For a moment, a frightening thought pierced my mind. I remembered the
night before, after Bill had gone home, when I had picked up the Bible
that lay on my bookshelf. I had opened it haphazardly--to find a
prophecy. It read:
For the punishment of the iniquity of the daughter of
my people is greater than the punishment of the sin of Sodom,
That was overthrown as in a moment,
and no hands stayed on her. (Lamentations 4.6)
Would I be punished? Was it a sin to love a goy, a shaygetz? Was it a
betrayal of my people?
I could not believe this was so. If there was a God, then, surely,
that entity was the God of all the people and my loving a non-Jew would
not be a sin. I did not believe the myth that cast the Jews as the
"chosen people" with a special mission in the world. I did feel guilty
about the loss of Yiddishkayt in my descendants should I marry Bill.
But I would have to deal with that. Life was not perfect. "It isn't
the way we would draw it," Mother used to say. And I was in love.
I thought about the night before when I had made this discovery and my
decision to act on it. By that time, Bill and I had been dating for
about six months. We met as office mates at the National Labor
Relations Board where we were both attorneys. We had begun going out--a
walk around the Jefferson Memorial, an evening at a Watergate concert,
dinner at a country inn, down to Pennsylvania Avenue to see Charles de
Gaulle ride triumphantly by with a beaming Dwight D. Eisenhower at his
side. And I had come to love this shy, unassuming young man whose
background was so different from mine.
I had been raised on the bugaboo
that if I married a goy, no matter how many years the marriage lasted,
there would come a day when he could call me a "dirty Jew." But this
was a ridiculous canard born out of the ghetto mentality. Surely, that
would never happen with Bill. I remembered the visit to his home, the
small clapboard house off Massachusetts Avenue, with the pictures of
Civil War veterans in the front parlor, all ancestors, all named Chappel
(with a double "p" said Bill).
I looked at our reflection in the
colonial mirror in the hallway and shook my head in wonder. There I
was, with parents from a shtetl, a town, in Poland, alongside this tall,
young American man whose ancestors fought in the Civil War. What twist
of fate had brought us together and made us love each other in such a
wild and inexplicable way?
But early that Saturday evening, such thoughts were far from my mind.
From the minute Bill walked in the door and we looked at each other, it
was good.

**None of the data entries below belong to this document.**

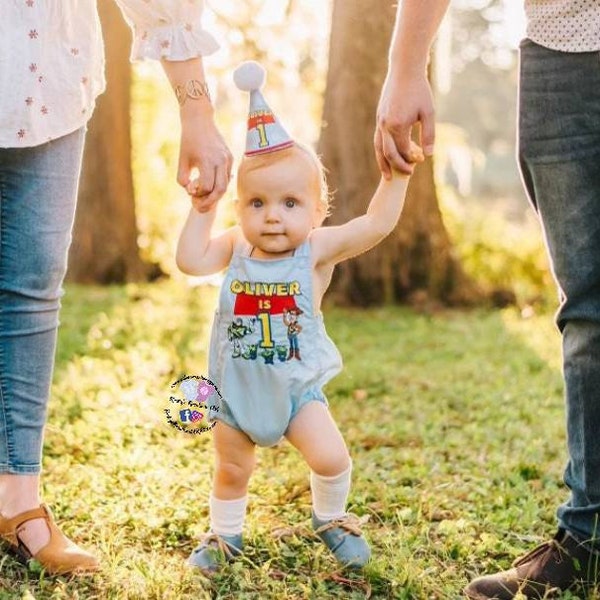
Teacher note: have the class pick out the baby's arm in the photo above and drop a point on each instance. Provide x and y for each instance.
(198, 253)
(331, 245)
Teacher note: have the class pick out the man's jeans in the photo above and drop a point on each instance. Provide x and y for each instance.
(559, 153)
(38, 189)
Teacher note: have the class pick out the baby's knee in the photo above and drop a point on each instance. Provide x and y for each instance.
(329, 464)
(235, 472)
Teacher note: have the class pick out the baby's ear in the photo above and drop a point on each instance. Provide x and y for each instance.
(319, 216)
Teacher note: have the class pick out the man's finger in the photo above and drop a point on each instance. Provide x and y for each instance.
(394, 157)
(427, 133)
(382, 163)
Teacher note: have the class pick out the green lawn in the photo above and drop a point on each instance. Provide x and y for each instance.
(454, 420)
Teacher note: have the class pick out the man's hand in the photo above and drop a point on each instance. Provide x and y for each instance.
(203, 150)
(404, 102)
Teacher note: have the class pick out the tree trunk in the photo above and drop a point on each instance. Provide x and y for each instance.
(415, 263)
(104, 248)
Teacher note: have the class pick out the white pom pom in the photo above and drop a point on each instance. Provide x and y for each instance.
(249, 76)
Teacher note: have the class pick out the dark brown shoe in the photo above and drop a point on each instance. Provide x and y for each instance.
(557, 565)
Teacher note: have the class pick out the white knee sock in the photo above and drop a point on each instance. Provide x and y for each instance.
(227, 516)
(329, 494)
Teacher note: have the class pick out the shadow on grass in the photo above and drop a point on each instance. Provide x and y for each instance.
(454, 422)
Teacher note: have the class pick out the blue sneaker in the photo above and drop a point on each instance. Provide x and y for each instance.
(214, 550)
(344, 538)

It was always good between us, good when we looked, good when
we talked, and good when we touched. "There must be a God," he had
said, holding me in his arms, "if we can feel this way--there must be a
God."
"Yes, my darling," I had replied. "There must be a God."
That night I had decided, once and for all time, that I was in love and
that I would marry Bill. I knew it would be difficult. My parents
would never get over it. They were not particularly religious, but they
had a strong Jewish identity. They would never accept their only
daughter's marriage to a gentile. It would kill my parents and alienate
my brother. But a choice had to be made between my parents' and
brother's lives and my own. And I had made it.
Now it remained for Bill to decide. That would present no problems.
The problems had always been on my side; it had always been my parents,
my religion, my concerns.
My reverie was interrupted by a knock at the door, and I ran to open it
to let Bill in. He stood there, eyes downcast, arms full of flowers.
Oh yes, the magnolias. Bill had promised to bring me some of the
magnolias that grew so luxuriantly in the front yard of his home. And
here they were.
I spent half an hour trying to arrange those magnolias. They were
gigantic white flowers, like no flowers I had seen before. Tropical and
lush, they looked out of place in my modern efficiency apartment. And
they seemed to resist confinement there. I tried glasses, bowls, even
my new casserole dish. I felt somewhat uncomfortable about that.
Mother had always abhorred putting anything but food into food
containers. Well, Mother was out of it now.
Finally, I gave up and Bill took over with the flowers. I stood by and
marveled at his involvement. There he was, adjusting the water, moving
the flowers around, cutting the stems, while all I could think of was
the moment when he would take me in his arms, hold me, kiss me, and tell
me he loved me.
Finally, the magnolias found their place, and we found ours.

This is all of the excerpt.